- Haregaon Location in Maharashtra, India Haregaon Haregaon (India)
- Coordinates: 19°40′N 74°43′E﻿ / ﻿19.67°N 74.71°E
- Country: India
- State: Maharashtra
- District: Ahmadnagar

Languages
- • Official: Marathi
- Time zone: UTC+5:30 (IST)

= Haregaon =

Village in Maharashtra

Haregaon (also Harigaon) is a village in Shrirampur, Ahmednagar District, Maharashtra, India. It is approximately 5 km from Shrirampur city on altitude.

==History==

Haregaon had one of the sugar factories in Maharashtra Belapur Sugar & Allied Industries Limited.(Brady & Brady Group) Set up by the British in early 1919s. The name of the village is believed to be named after Mr. Harison, one of the founders of the factory. The factory had to shut down in 1988 due to scarcity of sugarcane. The village that was inhabited by factory workers became desolate.

==Religious importance==

=== Haregaon Shrine ===
St. Theresa Church, Haregaon is the sacred place of Mauli Shrine and the annual yatra held in her honour every September. The name is associated with the shrine of mount mary in Bandra. Mumbai where the original veneration of mary has been held for her birthday on 8 September, accompanied by a famous fair.

Mat is corruption of Mount and Mary is lovingly referred to as Mauli, the Mother. Catholic pilgrims in the area visit the village for the Feast of the Blessed Virgin Mary, celebrated on the second Saturday of September.

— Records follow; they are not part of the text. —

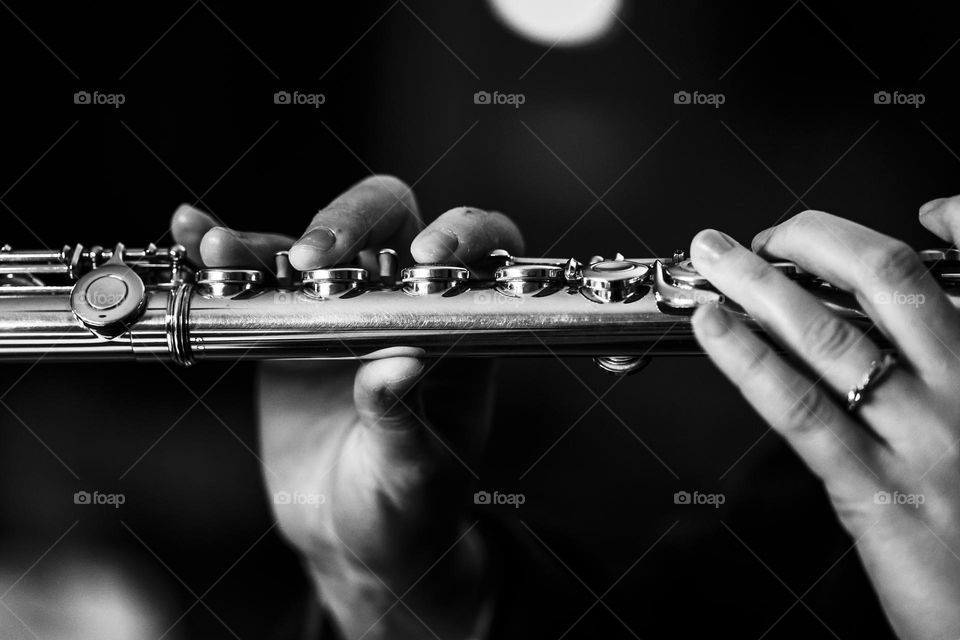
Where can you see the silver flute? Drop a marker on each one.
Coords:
(86, 304)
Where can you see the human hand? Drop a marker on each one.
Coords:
(892, 469)
(371, 483)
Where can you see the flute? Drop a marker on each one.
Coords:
(85, 304)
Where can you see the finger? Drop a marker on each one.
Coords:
(836, 449)
(371, 214)
(886, 275)
(393, 433)
(465, 234)
(223, 247)
(942, 217)
(835, 349)
(188, 226)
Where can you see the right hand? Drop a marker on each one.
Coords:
(386, 487)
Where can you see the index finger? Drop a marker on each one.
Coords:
(367, 215)
(886, 275)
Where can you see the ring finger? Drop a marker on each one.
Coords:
(833, 348)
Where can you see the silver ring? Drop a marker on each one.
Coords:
(874, 376)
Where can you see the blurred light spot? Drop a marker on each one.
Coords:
(558, 22)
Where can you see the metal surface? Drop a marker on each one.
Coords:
(617, 311)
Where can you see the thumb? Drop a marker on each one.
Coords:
(382, 393)
(942, 217)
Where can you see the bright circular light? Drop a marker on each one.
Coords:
(558, 22)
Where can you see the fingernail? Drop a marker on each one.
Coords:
(321, 238)
(712, 320)
(760, 240)
(440, 244)
(930, 206)
(711, 244)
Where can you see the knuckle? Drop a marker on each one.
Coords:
(894, 263)
(756, 271)
(827, 337)
(807, 412)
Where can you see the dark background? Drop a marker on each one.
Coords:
(799, 129)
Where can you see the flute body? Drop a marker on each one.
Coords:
(149, 304)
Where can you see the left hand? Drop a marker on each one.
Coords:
(892, 468)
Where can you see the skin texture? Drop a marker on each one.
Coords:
(892, 469)
(365, 482)
(384, 483)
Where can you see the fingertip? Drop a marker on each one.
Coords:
(219, 246)
(189, 218)
(188, 226)
(396, 374)
(710, 321)
(434, 245)
(931, 206)
(313, 249)
(707, 247)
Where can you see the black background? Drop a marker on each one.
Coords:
(799, 129)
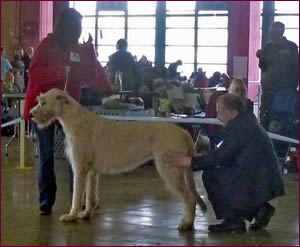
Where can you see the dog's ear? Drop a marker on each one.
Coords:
(62, 99)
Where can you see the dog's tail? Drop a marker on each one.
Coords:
(189, 177)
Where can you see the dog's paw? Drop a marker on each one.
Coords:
(68, 218)
(185, 227)
(84, 214)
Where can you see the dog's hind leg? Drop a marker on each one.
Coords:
(174, 178)
(80, 175)
(90, 195)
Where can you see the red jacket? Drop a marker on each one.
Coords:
(47, 71)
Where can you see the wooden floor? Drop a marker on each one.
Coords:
(136, 209)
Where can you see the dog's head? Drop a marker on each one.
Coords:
(50, 107)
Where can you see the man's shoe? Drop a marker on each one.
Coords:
(229, 226)
(45, 210)
(263, 217)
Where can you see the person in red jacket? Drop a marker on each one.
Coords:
(60, 62)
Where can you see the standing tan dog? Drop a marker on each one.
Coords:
(95, 145)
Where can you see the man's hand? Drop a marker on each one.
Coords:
(178, 159)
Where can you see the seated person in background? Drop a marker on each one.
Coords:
(5, 64)
(242, 175)
(172, 70)
(215, 80)
(123, 61)
(238, 88)
(200, 79)
(144, 64)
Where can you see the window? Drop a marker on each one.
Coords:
(196, 32)
(197, 35)
(141, 28)
(287, 12)
(132, 20)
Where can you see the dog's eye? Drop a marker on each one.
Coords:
(41, 103)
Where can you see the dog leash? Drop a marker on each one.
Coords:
(198, 137)
(67, 68)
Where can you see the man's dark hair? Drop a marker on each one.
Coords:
(68, 28)
(231, 102)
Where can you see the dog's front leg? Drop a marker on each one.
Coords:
(79, 185)
(89, 196)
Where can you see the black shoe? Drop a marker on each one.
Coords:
(263, 217)
(45, 210)
(229, 226)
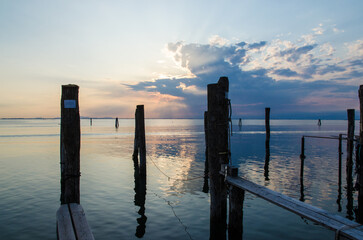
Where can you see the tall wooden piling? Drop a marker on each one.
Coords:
(236, 198)
(360, 159)
(218, 155)
(267, 123)
(350, 144)
(205, 182)
(340, 160)
(116, 123)
(70, 142)
(139, 144)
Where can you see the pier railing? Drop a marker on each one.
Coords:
(343, 227)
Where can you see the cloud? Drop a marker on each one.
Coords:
(292, 78)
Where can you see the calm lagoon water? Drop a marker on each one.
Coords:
(174, 208)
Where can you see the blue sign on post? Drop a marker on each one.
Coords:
(70, 104)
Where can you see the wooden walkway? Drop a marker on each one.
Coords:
(72, 223)
(344, 228)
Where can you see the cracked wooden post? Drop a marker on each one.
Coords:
(218, 155)
(70, 139)
(350, 144)
(267, 123)
(236, 198)
(360, 159)
(139, 144)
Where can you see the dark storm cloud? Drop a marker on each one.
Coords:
(250, 90)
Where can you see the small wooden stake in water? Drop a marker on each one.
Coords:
(70, 145)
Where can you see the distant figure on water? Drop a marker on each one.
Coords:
(116, 123)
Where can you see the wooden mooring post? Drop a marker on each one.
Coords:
(139, 144)
(267, 123)
(236, 199)
(350, 144)
(70, 145)
(360, 159)
(206, 170)
(218, 155)
(71, 219)
(116, 123)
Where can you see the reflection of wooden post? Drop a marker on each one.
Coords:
(139, 145)
(205, 184)
(70, 145)
(236, 198)
(360, 159)
(267, 123)
(217, 155)
(349, 164)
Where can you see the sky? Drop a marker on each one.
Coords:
(303, 59)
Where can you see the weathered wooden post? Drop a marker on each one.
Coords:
(139, 144)
(205, 183)
(349, 162)
(340, 159)
(70, 145)
(267, 123)
(218, 155)
(236, 198)
(302, 160)
(350, 144)
(139, 200)
(360, 159)
(116, 123)
(302, 155)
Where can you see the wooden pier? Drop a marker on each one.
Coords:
(218, 159)
(344, 228)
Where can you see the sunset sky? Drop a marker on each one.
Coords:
(304, 59)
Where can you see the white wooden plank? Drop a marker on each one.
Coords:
(347, 228)
(64, 224)
(82, 229)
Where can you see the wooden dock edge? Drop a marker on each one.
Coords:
(344, 228)
(72, 223)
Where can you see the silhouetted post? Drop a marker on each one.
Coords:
(116, 123)
(205, 184)
(267, 123)
(267, 159)
(340, 160)
(236, 198)
(139, 200)
(142, 145)
(70, 145)
(302, 160)
(350, 144)
(139, 145)
(218, 155)
(302, 155)
(360, 159)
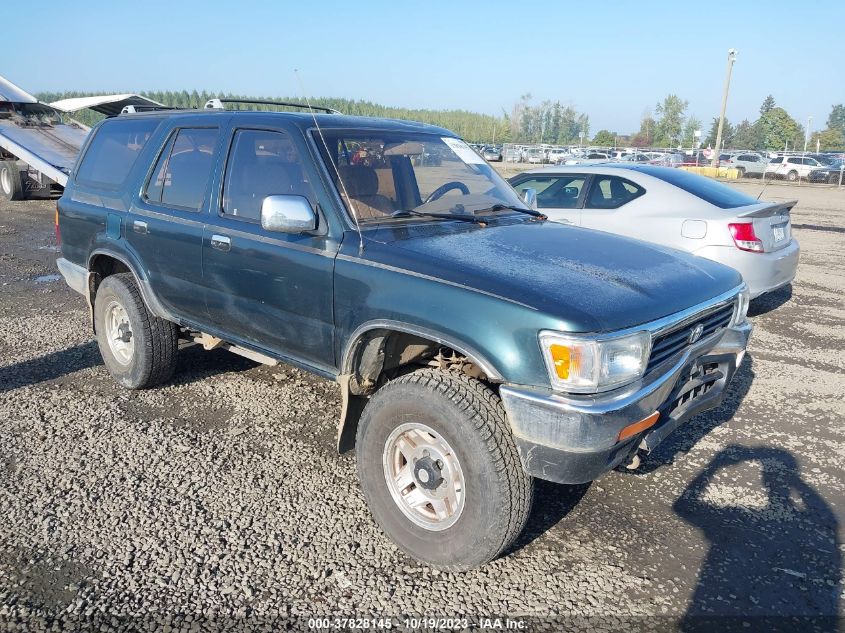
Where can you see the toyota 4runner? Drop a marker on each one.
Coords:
(476, 345)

St. Teresa Church, Haregaon

In 1950, rev. Fr. John Haldner erected the Church, the Yatra (Feast) was started in 1947 to help local devotees who could not afford to go to the celebration in Bandra, Mumbai. Now Haregaon is often described as the Jerusalem of the Marathi-speaking Catholics in the state, as nearly 400,000 devotees from Ahmednagar, Pune, Nasik, Aurangabad district and Mumbai attend the feast every year.